Alvin is also in his 70s when he sets out on a quest to visit his ill brother, and like Manuel he chooses a somewhat unconventional means of transport for such a long journey: a lawn-mower. To further comparisons, Alvin also has a daughter, Rose, who whilst betraying initial reservations about the trip still understands just what it means to her father. This same kind of inverted father-daughter relationship whereby the daughter becomes the protector to her wayward, free-spirited father gets repeated in Donkeyote – at one stage the daughter simply responds with “I know” when Manuel comments on his desire to continue walking.

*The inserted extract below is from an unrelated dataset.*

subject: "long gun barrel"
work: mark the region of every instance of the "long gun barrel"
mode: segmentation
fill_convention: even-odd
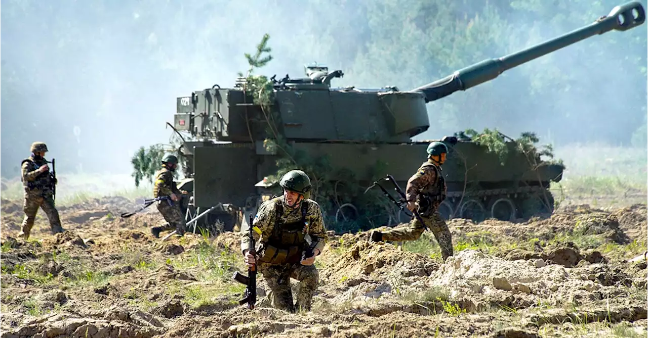
[[[614,7],[607,16],[601,17],[584,27],[498,59],[483,60],[410,92],[422,92],[425,97],[426,103],[435,101],[455,92],[465,90],[490,81],[497,78],[504,70],[590,36],[603,34],[612,30],[627,30],[642,25],[644,21],[645,11],[642,4],[638,1],[629,2]]]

This consciously agrarian lifestyle that the two enact is however now something of a tired relic from times passed, from the American Frontier era when cowboys used to roam the land. After all, Manuel and Alvin both sport wide-brimmed Fedora’s, whilst the classic Western image of the cowboy’s horse is comically and somewhat absurdly substituted in the two films for a donkey and lawn-mower respectively. With its clear utilising of Western iconography it, therefore, seems appropriate that much of Donkeyote takes place close to Almeira, an area exploited by Leone when filming his famed ‘Dollars’ Trilogy.
With its numerous dramatic, dawn to dusk long shots, the cinematography for Donkeyote also resembles a 1960s Western. For instance, one passage features Manuel locked in something of a western stand-off with his donkey in a delightfully droll scenario in which Gorrión refuses to cross a footbridge. This ‘scene’ is shot just like a Leone film with a cross-cutting between close-ups of fixed stares, and it just one of several other moments where reality seemingly gives way in part at least to fiction.
The film’s slightly surreal yet poignant closing shot sees Manuel framed against this magnificent backdrop of a mountain range dotted with windmills. Clearly a sly symbolic nod to the Cervantes novel, this final image seemingly elevates the film into the realm of the chimerical, the dreamlike. This fitting coda further shows how documentary cinema is an artistic practice in its own right, and that any attempts to discern documentary from fiction are grossly misguided. Somewhat reminiscent of the sublime sequence in Werner Herzog’s Signs of Life (1968), the shot is also a possible instance of an ‘ecstatic truth’, something that Herzog himself identifies as being ‘a mysterious and elusive truth which can be reached only through fabrication and stylization’.
With its own expert blending of reality and artifice, Donkeyote offers moments of genuine insight into the human condition and the triumph of the will. A fully deserved winner at this year’s EIFF, it is simply a must see for any documentary film fanatic. Go See.